Party rules dictate there should be no partisan lobbying at the votes and that, for the same reason, leadership candidates should stay away.

Dunseith rejected Kenney’s argument that the rules are too vague, particularly when it came to the hospitality suite.

“(The room) was obviously meant to sway voters or reinforce their resolve to support Kenney delegates,” he wrote.

“It is precisely the type and locality of campaigning the rule was mean to prohibit.”

Dunseith said in his report that he didn’t consider Kenney’s breaches serious enough to warrant full forfeiture of his $20,000 deposit, because the hospitality room was shut down and Kenney left when he was advised he could not be there.

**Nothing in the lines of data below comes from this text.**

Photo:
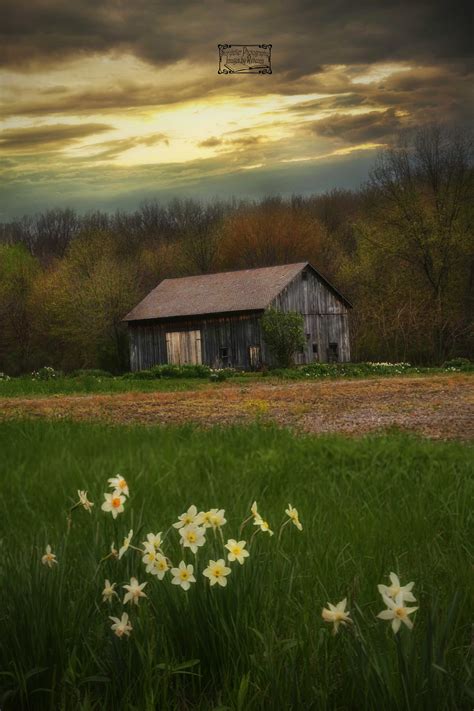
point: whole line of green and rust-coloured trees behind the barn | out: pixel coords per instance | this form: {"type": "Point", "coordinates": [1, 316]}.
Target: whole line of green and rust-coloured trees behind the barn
{"type": "Point", "coordinates": [400, 248]}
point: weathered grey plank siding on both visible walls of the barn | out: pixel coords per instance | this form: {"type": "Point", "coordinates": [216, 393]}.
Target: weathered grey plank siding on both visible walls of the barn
{"type": "Point", "coordinates": [325, 316]}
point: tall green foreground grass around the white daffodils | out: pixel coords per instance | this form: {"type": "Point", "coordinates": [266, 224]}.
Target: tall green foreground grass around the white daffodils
{"type": "Point", "coordinates": [368, 506]}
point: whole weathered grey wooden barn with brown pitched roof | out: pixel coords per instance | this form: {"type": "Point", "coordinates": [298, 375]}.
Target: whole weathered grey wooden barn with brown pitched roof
{"type": "Point", "coordinates": [215, 318]}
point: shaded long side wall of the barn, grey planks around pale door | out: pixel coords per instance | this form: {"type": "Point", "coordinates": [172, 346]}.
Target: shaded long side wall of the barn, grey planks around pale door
{"type": "Point", "coordinates": [236, 333]}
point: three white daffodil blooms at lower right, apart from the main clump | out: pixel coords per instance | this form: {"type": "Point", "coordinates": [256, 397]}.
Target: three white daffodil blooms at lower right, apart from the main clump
{"type": "Point", "coordinates": [394, 597]}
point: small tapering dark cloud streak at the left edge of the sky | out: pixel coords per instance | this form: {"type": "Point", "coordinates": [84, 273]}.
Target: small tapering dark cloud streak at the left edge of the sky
{"type": "Point", "coordinates": [52, 137]}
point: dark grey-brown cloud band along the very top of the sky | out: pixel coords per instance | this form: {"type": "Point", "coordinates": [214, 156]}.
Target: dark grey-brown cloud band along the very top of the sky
{"type": "Point", "coordinates": [305, 34]}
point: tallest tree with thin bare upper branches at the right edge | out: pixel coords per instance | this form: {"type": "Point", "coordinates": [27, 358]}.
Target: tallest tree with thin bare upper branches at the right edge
{"type": "Point", "coordinates": [422, 214]}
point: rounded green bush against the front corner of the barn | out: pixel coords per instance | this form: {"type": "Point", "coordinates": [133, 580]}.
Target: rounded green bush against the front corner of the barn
{"type": "Point", "coordinates": [283, 332]}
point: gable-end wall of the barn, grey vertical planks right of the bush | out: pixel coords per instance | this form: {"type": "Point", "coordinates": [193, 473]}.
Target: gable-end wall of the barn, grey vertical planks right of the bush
{"type": "Point", "coordinates": [325, 315]}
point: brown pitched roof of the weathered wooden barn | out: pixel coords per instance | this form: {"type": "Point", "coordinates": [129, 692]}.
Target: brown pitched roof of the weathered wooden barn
{"type": "Point", "coordinates": [245, 290]}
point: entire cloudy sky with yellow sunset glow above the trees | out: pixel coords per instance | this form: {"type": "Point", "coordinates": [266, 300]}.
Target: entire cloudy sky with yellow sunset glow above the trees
{"type": "Point", "coordinates": [107, 103]}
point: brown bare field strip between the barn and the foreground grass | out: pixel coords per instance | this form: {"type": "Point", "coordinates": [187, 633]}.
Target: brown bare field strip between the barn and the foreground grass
{"type": "Point", "coordinates": [441, 407]}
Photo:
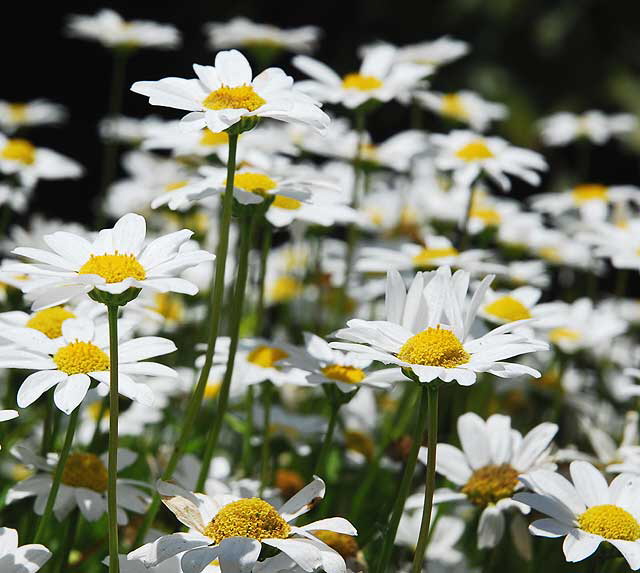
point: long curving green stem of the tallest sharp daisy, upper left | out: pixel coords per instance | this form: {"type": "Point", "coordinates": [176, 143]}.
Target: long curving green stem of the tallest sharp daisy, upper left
{"type": "Point", "coordinates": [217, 293]}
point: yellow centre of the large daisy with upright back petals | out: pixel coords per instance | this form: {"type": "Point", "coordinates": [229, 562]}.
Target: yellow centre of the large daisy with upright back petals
{"type": "Point", "coordinates": [434, 347]}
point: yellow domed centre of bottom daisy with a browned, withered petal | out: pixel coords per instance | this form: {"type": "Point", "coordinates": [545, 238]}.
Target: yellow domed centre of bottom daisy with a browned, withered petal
{"type": "Point", "coordinates": [253, 518]}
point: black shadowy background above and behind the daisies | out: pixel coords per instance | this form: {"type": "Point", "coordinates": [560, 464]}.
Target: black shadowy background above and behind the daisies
{"type": "Point", "coordinates": [537, 56]}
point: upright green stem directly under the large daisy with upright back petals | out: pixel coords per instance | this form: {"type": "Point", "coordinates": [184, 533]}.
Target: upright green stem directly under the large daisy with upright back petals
{"type": "Point", "coordinates": [432, 440]}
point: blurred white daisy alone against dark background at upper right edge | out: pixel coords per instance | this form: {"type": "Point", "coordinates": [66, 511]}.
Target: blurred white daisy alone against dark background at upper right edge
{"type": "Point", "coordinates": [563, 128]}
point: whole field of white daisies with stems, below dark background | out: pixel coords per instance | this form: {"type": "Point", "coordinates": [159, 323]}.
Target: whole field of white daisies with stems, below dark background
{"type": "Point", "coordinates": [294, 347]}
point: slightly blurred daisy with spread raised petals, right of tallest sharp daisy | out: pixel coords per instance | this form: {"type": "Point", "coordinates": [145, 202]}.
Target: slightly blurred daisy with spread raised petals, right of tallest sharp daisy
{"type": "Point", "coordinates": [379, 78]}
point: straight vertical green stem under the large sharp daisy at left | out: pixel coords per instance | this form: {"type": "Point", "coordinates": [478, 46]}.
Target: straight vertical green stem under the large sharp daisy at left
{"type": "Point", "coordinates": [112, 470]}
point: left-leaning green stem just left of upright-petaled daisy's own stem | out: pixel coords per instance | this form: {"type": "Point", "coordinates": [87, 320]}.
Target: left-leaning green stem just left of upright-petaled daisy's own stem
{"type": "Point", "coordinates": [405, 484]}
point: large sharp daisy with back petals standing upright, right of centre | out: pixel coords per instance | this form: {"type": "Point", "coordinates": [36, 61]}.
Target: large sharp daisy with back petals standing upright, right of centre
{"type": "Point", "coordinates": [415, 336]}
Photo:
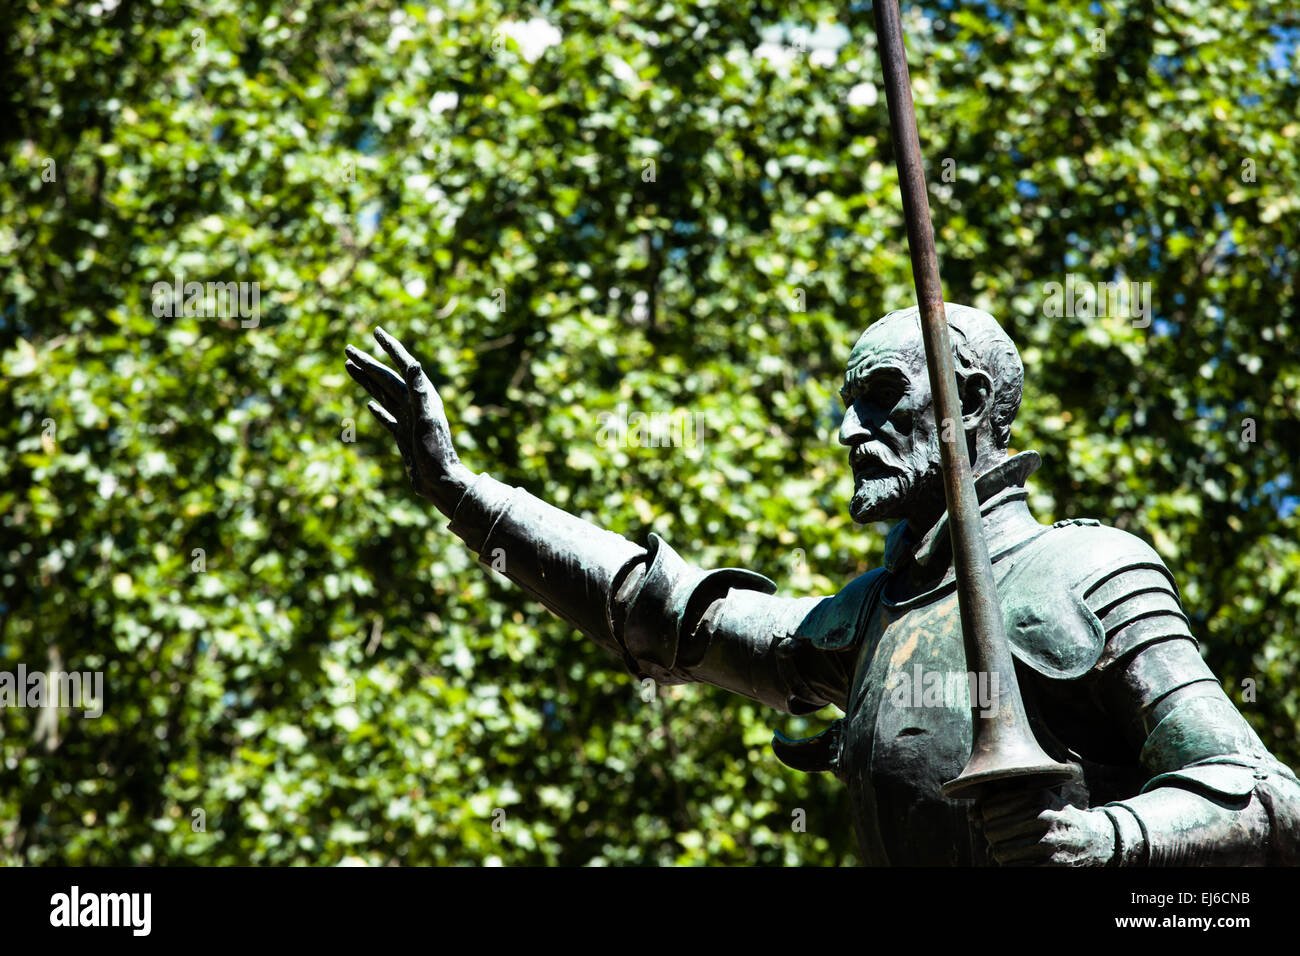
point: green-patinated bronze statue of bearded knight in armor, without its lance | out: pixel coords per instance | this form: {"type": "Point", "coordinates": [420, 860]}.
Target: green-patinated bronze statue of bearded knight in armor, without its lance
{"type": "Point", "coordinates": [1111, 674]}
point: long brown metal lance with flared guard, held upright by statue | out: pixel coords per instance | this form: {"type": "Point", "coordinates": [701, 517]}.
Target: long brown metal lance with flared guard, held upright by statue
{"type": "Point", "coordinates": [1004, 746]}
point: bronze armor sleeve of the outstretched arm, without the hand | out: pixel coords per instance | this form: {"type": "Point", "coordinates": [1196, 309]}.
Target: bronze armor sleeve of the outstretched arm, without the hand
{"type": "Point", "coordinates": [666, 620]}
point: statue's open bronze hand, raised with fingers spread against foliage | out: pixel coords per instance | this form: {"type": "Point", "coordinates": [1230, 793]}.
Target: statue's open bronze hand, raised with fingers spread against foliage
{"type": "Point", "coordinates": [410, 408]}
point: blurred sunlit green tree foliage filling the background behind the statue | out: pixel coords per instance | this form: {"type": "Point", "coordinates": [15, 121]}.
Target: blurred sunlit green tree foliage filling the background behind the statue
{"type": "Point", "coordinates": [566, 207]}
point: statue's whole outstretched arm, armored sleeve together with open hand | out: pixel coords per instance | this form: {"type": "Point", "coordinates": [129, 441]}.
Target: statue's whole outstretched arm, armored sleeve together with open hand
{"type": "Point", "coordinates": [665, 618]}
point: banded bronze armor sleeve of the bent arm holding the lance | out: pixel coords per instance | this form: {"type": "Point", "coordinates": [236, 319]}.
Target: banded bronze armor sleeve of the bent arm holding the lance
{"type": "Point", "coordinates": [1215, 795]}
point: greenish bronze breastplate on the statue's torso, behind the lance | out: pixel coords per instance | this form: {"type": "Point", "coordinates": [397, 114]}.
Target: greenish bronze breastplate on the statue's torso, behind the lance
{"type": "Point", "coordinates": [908, 723]}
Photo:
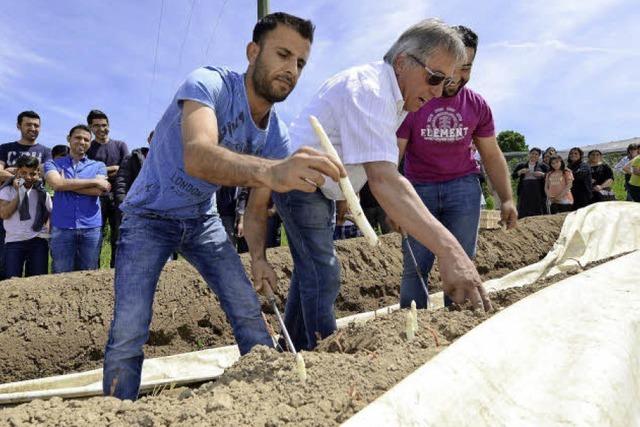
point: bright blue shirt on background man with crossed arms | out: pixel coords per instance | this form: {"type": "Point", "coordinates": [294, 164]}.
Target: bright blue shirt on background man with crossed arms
{"type": "Point", "coordinates": [73, 210]}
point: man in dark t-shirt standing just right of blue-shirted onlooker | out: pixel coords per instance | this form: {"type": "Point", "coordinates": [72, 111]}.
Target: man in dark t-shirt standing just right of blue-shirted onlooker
{"type": "Point", "coordinates": [111, 152]}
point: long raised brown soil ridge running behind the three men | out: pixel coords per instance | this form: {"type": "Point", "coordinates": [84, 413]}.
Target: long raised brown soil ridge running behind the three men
{"type": "Point", "coordinates": [58, 324]}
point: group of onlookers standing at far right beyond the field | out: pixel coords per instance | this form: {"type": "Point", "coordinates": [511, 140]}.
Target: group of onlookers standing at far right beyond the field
{"type": "Point", "coordinates": [547, 184]}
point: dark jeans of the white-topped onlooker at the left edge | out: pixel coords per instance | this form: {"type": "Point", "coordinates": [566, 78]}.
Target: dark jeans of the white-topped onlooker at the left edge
{"type": "Point", "coordinates": [30, 256]}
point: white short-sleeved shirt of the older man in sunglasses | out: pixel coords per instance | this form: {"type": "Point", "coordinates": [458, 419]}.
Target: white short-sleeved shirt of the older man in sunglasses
{"type": "Point", "coordinates": [360, 109]}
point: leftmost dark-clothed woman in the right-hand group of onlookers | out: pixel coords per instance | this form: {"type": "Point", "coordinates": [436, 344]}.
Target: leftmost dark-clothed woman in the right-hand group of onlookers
{"type": "Point", "coordinates": [531, 197]}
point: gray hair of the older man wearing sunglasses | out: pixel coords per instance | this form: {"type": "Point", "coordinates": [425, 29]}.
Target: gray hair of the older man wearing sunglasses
{"type": "Point", "coordinates": [424, 39]}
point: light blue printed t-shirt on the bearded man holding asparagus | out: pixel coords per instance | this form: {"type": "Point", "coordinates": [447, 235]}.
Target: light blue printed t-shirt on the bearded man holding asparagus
{"type": "Point", "coordinates": [163, 187]}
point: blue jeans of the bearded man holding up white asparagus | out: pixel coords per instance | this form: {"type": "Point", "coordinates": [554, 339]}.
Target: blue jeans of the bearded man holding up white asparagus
{"type": "Point", "coordinates": [144, 246]}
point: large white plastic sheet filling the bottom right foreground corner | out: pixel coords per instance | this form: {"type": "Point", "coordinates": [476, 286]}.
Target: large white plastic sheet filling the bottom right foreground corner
{"type": "Point", "coordinates": [567, 355]}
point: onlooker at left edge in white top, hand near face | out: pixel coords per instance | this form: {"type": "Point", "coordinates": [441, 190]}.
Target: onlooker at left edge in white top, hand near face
{"type": "Point", "coordinates": [25, 207]}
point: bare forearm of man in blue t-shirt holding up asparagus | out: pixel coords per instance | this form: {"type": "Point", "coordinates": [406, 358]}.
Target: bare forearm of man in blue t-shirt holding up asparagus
{"type": "Point", "coordinates": [220, 166]}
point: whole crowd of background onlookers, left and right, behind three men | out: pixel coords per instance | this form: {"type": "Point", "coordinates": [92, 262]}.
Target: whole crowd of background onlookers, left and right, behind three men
{"type": "Point", "coordinates": [92, 174]}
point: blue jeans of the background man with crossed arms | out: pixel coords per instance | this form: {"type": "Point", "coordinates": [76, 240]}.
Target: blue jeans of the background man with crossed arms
{"type": "Point", "coordinates": [75, 249]}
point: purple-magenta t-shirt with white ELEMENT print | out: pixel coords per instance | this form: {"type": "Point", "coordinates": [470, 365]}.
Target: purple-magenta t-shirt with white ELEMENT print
{"type": "Point", "coordinates": [440, 137]}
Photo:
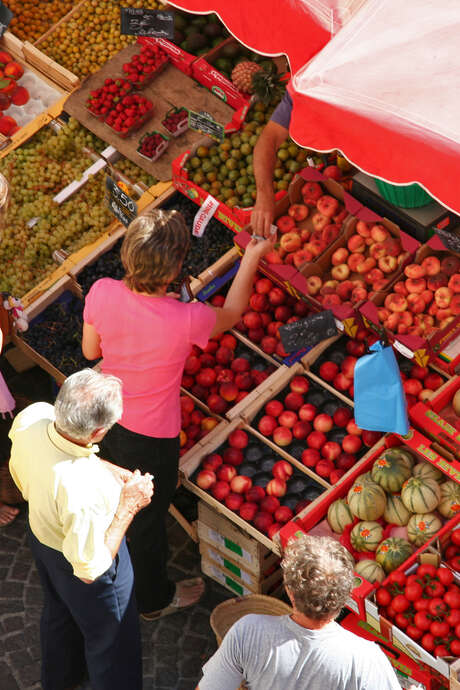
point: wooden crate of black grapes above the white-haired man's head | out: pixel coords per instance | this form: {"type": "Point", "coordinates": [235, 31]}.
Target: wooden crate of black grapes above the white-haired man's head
{"type": "Point", "coordinates": [53, 338]}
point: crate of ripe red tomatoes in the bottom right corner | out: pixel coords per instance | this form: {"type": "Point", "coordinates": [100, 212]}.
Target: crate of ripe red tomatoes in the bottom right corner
{"type": "Point", "coordinates": [417, 607]}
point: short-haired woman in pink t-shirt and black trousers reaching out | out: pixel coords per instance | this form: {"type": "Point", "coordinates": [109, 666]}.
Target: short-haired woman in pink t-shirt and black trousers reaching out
{"type": "Point", "coordinates": [144, 336]}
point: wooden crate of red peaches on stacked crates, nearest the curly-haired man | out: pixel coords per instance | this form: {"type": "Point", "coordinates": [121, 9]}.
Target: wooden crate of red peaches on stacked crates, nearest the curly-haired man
{"type": "Point", "coordinates": [239, 475]}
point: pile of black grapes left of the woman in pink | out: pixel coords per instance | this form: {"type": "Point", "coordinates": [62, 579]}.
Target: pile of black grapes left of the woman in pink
{"type": "Point", "coordinates": [56, 334]}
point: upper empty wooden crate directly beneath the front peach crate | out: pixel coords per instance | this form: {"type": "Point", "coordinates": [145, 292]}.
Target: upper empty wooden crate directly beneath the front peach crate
{"type": "Point", "coordinates": [235, 543]}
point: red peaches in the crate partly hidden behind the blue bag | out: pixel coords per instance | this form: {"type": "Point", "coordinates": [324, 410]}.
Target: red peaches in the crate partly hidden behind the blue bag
{"type": "Point", "coordinates": [336, 365]}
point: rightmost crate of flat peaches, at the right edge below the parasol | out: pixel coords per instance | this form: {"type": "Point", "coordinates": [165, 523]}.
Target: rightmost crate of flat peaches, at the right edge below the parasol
{"type": "Point", "coordinates": [422, 309]}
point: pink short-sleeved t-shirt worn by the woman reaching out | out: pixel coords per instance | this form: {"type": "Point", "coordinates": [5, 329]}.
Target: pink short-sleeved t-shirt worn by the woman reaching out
{"type": "Point", "coordinates": [145, 341]}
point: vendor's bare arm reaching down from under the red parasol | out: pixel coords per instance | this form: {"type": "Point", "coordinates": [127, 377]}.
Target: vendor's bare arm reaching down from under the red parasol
{"type": "Point", "coordinates": [264, 162]}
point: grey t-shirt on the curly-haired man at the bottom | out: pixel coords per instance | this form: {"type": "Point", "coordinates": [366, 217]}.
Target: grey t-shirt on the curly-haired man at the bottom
{"type": "Point", "coordinates": [274, 653]}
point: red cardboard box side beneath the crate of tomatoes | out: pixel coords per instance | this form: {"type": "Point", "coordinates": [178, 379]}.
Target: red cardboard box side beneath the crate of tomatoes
{"type": "Point", "coordinates": [407, 670]}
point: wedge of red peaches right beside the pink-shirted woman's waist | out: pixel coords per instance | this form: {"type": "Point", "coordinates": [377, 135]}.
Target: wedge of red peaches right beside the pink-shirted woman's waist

But Dunseith also noted what he called “two aggravating factors” —that organizer Alan Hallman said the Kenney campaign could afford a fine when warned that his boss could be punished if he came near the meeting and that the Kenney campaign decided to push the boundaries of the rules.

“I cannot be satisfied that the results of the delegate selection meeting were not tainted or influenced by these breaches,” Dunseith said in his report. “Moreover, I consider (a new vote) necessary to protect the integrity of the leadership selection process.”

Delegates picked in all 87 constituencies will vote for a new Tory leader at a meeting in Calgary on March 18.

The other candidates are PC member of the legislature Richard Starke, Calgary lawyer Byron Nelson and former Tory MLA Stephen Khan.